Hi, team.
constraint en_c { solve en before val;
if(en == 1) { val inside {[0:100]} } ;}
constraint en_c1 { solve en before val1;
!(en == 1) || { val1 inside {[0:100]} } ;}
I found that these two constraints working same, can anyone explain me how’s it working.
Thank you
All constraints get broken down into a set of Boolean equations that must evaluate to a non-zero result (that’s how SystemVerilog defines true). Although the if constraint seems like a procedural construct, it actually gets converted into the boolean equation you see in en_c1
Thanks Dave, Explanation indeed helped me to understand the logic how constraints work.
but, i have this doubt. Please check with this.
case1:
constraint en_c { solve en before val;
if(en == 1) { val inside {[0:100]} } ;}
but in this case only if my en==1, constraint is applied to the val, if en==0 it will not work.
case2:
constraint en_c1 { solve en before val1;
!(en == 1) || { val1 inside {[0:100]} } ;}
here
1)if en==1
!(en==1), which it evaluates to 0, which means constraint shouldn’t work right?
2) if en==0
!(en==1) evaluates to 1, which means now constraint should be applicable right?
Is it like this || { val1 inside {[0:100]} } ;} part of the constraint always be True ?
Thank you
It might help if you built a truth table for each constraint, and shorten val to 2-bits and the range to [0:1]. Then you will see that the valid solutions (marked with a T) are the same for both constraints.

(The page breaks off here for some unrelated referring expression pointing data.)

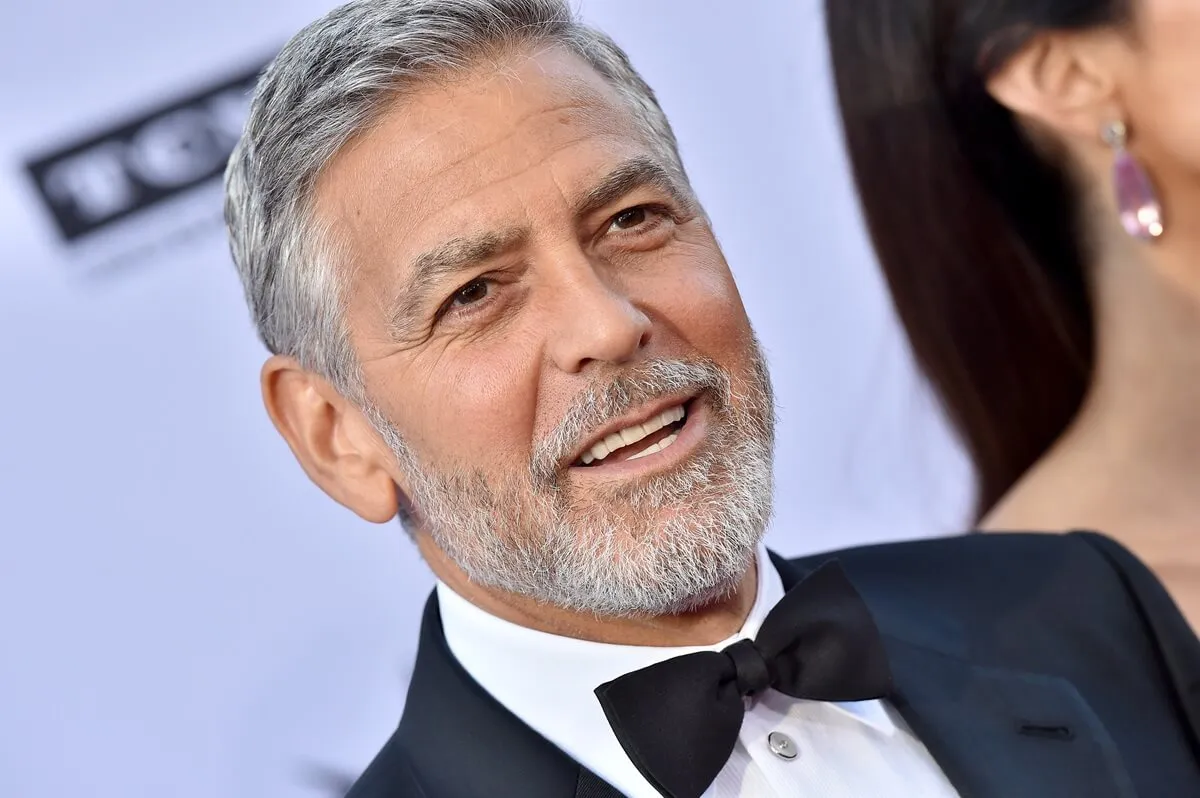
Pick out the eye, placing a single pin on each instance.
(629, 219)
(471, 293)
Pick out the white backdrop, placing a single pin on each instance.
(181, 613)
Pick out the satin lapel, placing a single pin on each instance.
(995, 732)
(461, 742)
(999, 733)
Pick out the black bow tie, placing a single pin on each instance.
(678, 720)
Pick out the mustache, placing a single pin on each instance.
(600, 403)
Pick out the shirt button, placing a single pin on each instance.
(781, 745)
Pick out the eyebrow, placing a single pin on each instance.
(453, 257)
(634, 173)
(459, 255)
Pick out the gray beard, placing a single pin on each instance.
(667, 545)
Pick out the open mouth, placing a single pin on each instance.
(637, 441)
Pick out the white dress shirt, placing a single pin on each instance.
(841, 750)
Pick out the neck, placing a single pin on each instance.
(708, 623)
(1129, 463)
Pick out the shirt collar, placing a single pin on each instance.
(547, 681)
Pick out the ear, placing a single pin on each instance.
(334, 442)
(1066, 82)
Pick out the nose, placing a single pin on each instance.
(594, 319)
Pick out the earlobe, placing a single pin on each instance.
(1062, 82)
(330, 439)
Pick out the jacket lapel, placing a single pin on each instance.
(995, 732)
(459, 741)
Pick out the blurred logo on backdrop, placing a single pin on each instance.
(113, 174)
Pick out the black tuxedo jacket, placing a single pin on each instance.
(1031, 666)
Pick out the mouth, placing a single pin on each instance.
(651, 432)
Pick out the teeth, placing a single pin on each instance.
(630, 436)
(659, 447)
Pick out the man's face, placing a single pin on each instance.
(552, 342)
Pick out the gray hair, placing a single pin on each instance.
(331, 81)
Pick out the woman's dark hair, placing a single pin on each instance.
(977, 232)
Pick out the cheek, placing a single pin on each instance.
(469, 407)
(694, 294)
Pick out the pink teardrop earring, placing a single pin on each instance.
(1141, 214)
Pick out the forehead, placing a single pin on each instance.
(475, 151)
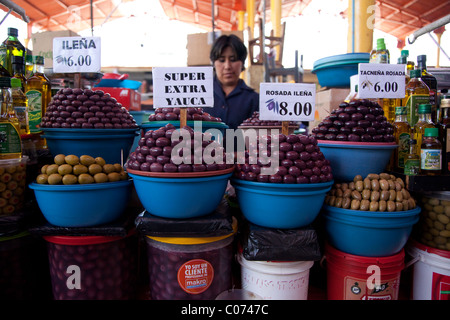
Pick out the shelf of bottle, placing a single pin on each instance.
(423, 183)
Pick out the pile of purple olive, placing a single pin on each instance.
(359, 120)
(299, 160)
(172, 114)
(255, 121)
(154, 152)
(86, 109)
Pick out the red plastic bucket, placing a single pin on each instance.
(351, 277)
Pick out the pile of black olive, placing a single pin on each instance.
(86, 109)
(360, 120)
(173, 114)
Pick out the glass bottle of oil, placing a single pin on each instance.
(424, 121)
(412, 160)
(20, 106)
(38, 92)
(431, 82)
(416, 93)
(444, 134)
(402, 134)
(431, 153)
(9, 48)
(18, 65)
(10, 143)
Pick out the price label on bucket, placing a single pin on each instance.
(76, 54)
(381, 80)
(287, 101)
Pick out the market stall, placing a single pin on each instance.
(113, 204)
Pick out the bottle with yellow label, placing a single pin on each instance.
(38, 92)
(10, 142)
(416, 93)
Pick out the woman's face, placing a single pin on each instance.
(228, 67)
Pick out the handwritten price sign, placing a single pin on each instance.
(378, 80)
(287, 101)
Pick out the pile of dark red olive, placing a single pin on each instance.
(173, 114)
(154, 152)
(255, 121)
(360, 120)
(86, 109)
(299, 158)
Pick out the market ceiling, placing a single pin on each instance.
(399, 18)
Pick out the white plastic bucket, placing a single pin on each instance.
(431, 274)
(276, 280)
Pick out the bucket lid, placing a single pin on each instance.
(194, 240)
(421, 246)
(84, 240)
(385, 262)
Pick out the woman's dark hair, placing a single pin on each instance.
(228, 41)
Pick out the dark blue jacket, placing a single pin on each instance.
(237, 106)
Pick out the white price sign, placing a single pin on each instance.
(183, 87)
(287, 101)
(381, 80)
(76, 54)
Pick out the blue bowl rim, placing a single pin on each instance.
(288, 186)
(343, 57)
(186, 179)
(211, 124)
(79, 187)
(358, 145)
(371, 214)
(96, 131)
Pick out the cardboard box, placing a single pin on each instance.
(130, 99)
(326, 101)
(43, 44)
(199, 46)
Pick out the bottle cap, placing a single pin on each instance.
(380, 44)
(5, 82)
(400, 110)
(445, 103)
(431, 132)
(415, 73)
(39, 60)
(17, 60)
(13, 32)
(422, 59)
(16, 83)
(424, 108)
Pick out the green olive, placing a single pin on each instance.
(113, 176)
(100, 177)
(42, 178)
(54, 178)
(95, 168)
(69, 179)
(79, 169)
(100, 161)
(60, 159)
(87, 160)
(72, 159)
(85, 178)
(64, 169)
(53, 168)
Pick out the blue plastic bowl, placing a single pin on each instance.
(110, 144)
(180, 198)
(205, 125)
(335, 71)
(366, 233)
(82, 205)
(280, 206)
(349, 159)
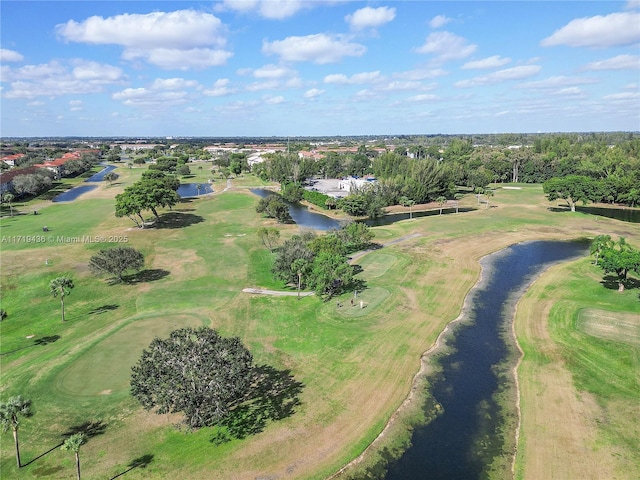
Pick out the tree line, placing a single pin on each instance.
(155, 189)
(318, 262)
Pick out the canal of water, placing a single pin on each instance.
(468, 435)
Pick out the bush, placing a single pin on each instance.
(317, 198)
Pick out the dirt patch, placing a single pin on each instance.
(615, 326)
(559, 425)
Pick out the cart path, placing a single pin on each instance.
(357, 255)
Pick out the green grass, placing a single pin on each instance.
(356, 364)
(589, 325)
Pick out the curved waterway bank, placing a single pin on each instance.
(470, 388)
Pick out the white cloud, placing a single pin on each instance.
(313, 93)
(272, 71)
(182, 39)
(96, 72)
(273, 100)
(143, 97)
(421, 74)
(621, 62)
(55, 79)
(318, 48)
(266, 85)
(401, 85)
(75, 105)
(368, 17)
(559, 81)
(182, 29)
(423, 98)
(622, 96)
(439, 21)
(173, 84)
(568, 92)
(10, 56)
(271, 9)
(515, 73)
(600, 31)
(341, 79)
(175, 59)
(446, 46)
(220, 89)
(495, 61)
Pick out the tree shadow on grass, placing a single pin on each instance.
(611, 282)
(178, 220)
(39, 341)
(149, 275)
(274, 396)
(42, 454)
(104, 309)
(90, 428)
(140, 462)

en_c { if(en == 1) { val inside {[0:1]} } ;}
en_c1 { !(en == 1) || val inside {[0:1]} } ;}
| en | val | en_c | en_c1 |
|---|---|---|---|
| 0 | 0 | T | T |
| 0 | 1 | T | T |
| 0 | 2 | T | T |
| 0 | 3 | T | T |
| 1 | 0 | T | T |
| 1 | 1 | T | T |
| 1 | 2 | F | F |
| 1 | 3 | F | F |
Thank you Dave. Truth table made it simple.